Especialistas em ética persuadiram a comunidade científica a adiar a manipulação genómica de


embriões por enquanto, argumentando que ainda não sabemos o suficiente para fazer mudanças
com segurança que podem ser passadas para as gerações futuras, particularmente no que diz
respeito a fins não-terapêuticos. Neste cenário, os pais podem escolher uma variedade de opções
para seus filhos ainda não nascidos, desde traços estéticos, como a cor do cabelo ou dos olhos, e até
dispõe da possibilidade de dotar os seus filhos de maior capacidade intelectual ou atlética.

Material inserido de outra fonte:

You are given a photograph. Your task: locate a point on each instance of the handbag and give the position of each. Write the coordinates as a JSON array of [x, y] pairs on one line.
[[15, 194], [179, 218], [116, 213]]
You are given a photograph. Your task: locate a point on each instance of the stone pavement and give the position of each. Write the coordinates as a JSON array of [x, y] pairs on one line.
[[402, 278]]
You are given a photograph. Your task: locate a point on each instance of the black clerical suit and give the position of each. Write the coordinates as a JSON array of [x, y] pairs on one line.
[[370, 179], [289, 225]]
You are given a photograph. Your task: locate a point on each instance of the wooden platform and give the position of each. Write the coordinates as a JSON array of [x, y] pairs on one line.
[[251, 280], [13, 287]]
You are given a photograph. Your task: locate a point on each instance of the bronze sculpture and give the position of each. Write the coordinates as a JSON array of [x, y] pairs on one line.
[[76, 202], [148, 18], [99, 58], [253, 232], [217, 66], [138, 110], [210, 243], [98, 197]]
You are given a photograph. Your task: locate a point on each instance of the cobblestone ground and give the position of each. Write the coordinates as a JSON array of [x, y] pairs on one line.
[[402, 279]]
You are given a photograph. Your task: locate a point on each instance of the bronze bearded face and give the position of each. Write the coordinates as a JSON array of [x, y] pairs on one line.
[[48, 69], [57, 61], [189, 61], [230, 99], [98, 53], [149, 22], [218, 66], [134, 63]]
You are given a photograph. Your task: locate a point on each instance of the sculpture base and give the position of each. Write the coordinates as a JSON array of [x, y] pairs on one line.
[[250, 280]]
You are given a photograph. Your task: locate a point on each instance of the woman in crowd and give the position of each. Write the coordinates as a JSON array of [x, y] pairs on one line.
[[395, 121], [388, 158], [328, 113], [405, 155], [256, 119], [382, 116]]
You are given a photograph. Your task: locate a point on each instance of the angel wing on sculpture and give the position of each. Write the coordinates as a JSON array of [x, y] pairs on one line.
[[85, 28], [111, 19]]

Na mente de muitos filósofos e teólogos, a ideia de “crianças projetadas” aproxima-se demasiado do


conceito de eugenia – um movimento filosófico do século 19 e início do século 20 para criar pessoas
melhores. A eugenia acabou por inspirar leis de esterilização forçada em vários países e, mais
notoriamente, esteve na base do assassinato de milhões de pessoas pela Alemanha nazi em nome
da promoção da pureza racial. Etimologicamente, eugenia significa “o bem-nascido" e pressupõe um
melhoramento genético das próximas gerações através da relação das heranças genéticas
pretendidas. Tal como a supremacia nazi pretendia “purificar” a raça ariana excluindo da sociedade
alemã indivíduos com características distintas, teme-se uma repetição da segregação da 2ª Guerra
Mundial.

“Apesar de toda sua tolice e ignorância, o movimento eugenista do século XX nasceu da aspiração
por aprimorar a humanidade, ou promover o bem-estar coletivo de sociedades inteiras. A eugenia
liberal se exime de tais ambições coletivas. Não é um movimento de reforma social, mas uma forma
de pais privilegiados terem o tipo de filho que desejam e armá-los para o sucesso numa sociedade
competitiva” (SANDEL, 2013, p. 89)

Michael Sandel, filósofo e professor da Harvard university, adota uma postura bioconservadora ou
preservacionista da natureza humana. Argumenta que se o envolvimento da sociedade na
adulteração genética resultar em violações da liberdade dos indivíduos, assiste-se à deteorização
acentuada dos sistemas de valores humanos. É comum dizer que o melhoramento genético, a
clonagem e a engenharia genética ameaçam a dignidade humana, porém persiste algo de
moralmente inquietante em discernir como essas técnicas reduzem a nossa humanidade. Acrescenta
ainda que um dos principais problemas é a perda do carácter de dádiva da vida. Até que ponto a
melhoria genética em atletas de alta competição não resultaria na desvalorização das conquistas
humanas, na medida em que retira do esforço e do talento do atleta o mérito da conquista e o
transfere para os responsáveis pelo melhoramento proporcionador do desempenho vencedor.